First let's establish where rules come from or how we might come about their necessity.
If you want to do something with your life there are plenty of colleges or trade schools to help you accomplish your goals. But if you want or should I say think you need a relationship, there's no real sole singled out degree but rather a whole gamut of courses that may or may not apply. Then you start realizing somewhere in your life a relationship is no longer a want because it doesn't go away therefore it must be a need. You accept it as a need like water and food. Because some food is good for you and some bad, it's now about choices. If you don't have needs met, you can die. You notice some are still alive but act dead. You hear good stories and not so good stories from friends and family. That equivocates to rules being broken or followed in your mind and that makes logical sense. For the ones that appear happy with their spouse, they followed the rules. For the ones that are 'together' but don't appear happy, they followed some but not all the rules. And finally, for the ones that seem miserable and unhappy with life, they either guessed or didn't know there were rules to begin with. This may or not be exactly how you came to the existence of 'rules' but it makes logical sense and goes with your observations.
I would argue that rules do exist. I have many times.
I would argue some are objective and universally true for all whether we know it or not.
I would say if there's rules there must be a game.
I don't like playing games.
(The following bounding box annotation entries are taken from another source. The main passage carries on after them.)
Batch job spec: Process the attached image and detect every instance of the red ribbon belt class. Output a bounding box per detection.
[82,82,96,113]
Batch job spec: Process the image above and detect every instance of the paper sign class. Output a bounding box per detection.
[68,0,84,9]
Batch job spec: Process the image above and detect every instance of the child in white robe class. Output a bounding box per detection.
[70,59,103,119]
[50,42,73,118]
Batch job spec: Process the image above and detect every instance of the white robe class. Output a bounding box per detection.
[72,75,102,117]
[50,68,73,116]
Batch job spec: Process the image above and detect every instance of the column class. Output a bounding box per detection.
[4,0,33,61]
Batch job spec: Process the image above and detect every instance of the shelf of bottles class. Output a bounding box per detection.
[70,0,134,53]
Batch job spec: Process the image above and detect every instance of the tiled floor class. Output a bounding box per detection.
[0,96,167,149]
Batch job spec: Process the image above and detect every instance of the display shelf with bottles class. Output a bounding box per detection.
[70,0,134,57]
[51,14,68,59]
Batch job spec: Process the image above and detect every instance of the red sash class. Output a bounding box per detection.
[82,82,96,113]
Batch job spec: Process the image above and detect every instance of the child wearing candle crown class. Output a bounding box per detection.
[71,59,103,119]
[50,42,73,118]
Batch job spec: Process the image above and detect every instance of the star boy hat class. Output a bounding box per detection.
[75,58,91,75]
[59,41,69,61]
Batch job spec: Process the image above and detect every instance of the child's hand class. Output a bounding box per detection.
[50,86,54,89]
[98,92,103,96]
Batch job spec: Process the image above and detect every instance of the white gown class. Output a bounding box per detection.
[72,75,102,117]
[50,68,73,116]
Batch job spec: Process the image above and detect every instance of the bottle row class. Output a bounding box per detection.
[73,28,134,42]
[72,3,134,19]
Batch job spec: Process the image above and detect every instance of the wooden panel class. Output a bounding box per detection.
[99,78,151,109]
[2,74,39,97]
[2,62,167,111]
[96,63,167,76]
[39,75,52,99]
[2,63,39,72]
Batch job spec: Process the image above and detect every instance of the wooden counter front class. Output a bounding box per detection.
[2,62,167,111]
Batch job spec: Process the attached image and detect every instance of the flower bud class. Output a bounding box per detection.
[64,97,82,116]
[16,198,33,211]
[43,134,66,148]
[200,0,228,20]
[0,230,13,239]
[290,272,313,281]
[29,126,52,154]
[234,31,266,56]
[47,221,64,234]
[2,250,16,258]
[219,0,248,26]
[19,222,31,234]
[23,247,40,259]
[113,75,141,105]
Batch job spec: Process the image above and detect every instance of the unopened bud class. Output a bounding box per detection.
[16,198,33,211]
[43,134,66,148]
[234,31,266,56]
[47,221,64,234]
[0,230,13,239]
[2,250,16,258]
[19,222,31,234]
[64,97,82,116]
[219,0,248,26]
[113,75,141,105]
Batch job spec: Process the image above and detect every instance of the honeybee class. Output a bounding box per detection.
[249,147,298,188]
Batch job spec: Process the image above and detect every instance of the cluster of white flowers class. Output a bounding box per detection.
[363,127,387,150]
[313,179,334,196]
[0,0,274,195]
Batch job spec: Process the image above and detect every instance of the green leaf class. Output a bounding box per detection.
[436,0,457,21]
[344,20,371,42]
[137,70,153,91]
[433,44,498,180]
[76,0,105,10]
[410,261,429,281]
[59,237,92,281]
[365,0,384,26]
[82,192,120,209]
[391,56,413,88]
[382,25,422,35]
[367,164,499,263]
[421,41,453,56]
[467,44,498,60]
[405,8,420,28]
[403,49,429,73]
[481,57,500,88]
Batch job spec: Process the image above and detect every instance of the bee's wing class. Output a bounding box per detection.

Some are hard, some are easy and some are stupid and childish.
Now I just realized why I hate people that play games...grow up and get over it.
I think 'needs' should should be readily available and not involve rules in a game.
Well whatever this thing is called IT MUST BE IMPORTANT to make a NEED have rules and be in a GAME ?
What YOU really BELIEVE about YOU through your actions, behavior and lifestyle the whole time has been a public demonstration and announcement of YOU.
When I say YOU, I mean your worth, your purpose, what you have to offer...and everything else Jane has ever said.
YOU will be questioned, challenged and validated by a huge array of rules with some being real and some are imposters. Others have same rules and YOU get along quite well.
Relying on outside rules slows YOU down making YOU look incomplete and inadequate.
YOU the whole time have been an ambassador for rules, the destroyer of others and the discovery of new ones.
YOU cannot rely on a book of rules all the time to refer to...YOU believe so much in YOU you eventually just make one up somehow knowing it will work.
When YOU finally stops compromising YOU anymore and realize Jane called this
“Getting To True Love” and not “Steps To True Love”,
then YOU doesn't need rules anymore. In fact, YOU doesn't call them 'rules'. Can you figure out the rest?
So it looks like Jane and I agree.
Michael Knight says
I'm glad you brought this topic up. I thought you'd bring this and the classic book 'The Rules' up along time ago but no better time than the present and in the moment. I have a lot to add and reaffirm you on what you've said so far, it will take me a while to write and I'll come back.
Jackie Morrison says
All my guy friends hate the rules and their long-term relationships have all followed different paths but were all satisfying
Jane says
... which is why I always wanted an older brother. 🙂
Jackie Morrison says
Which is why I have honorary brothers all around. They think alot of dating advice is just silly.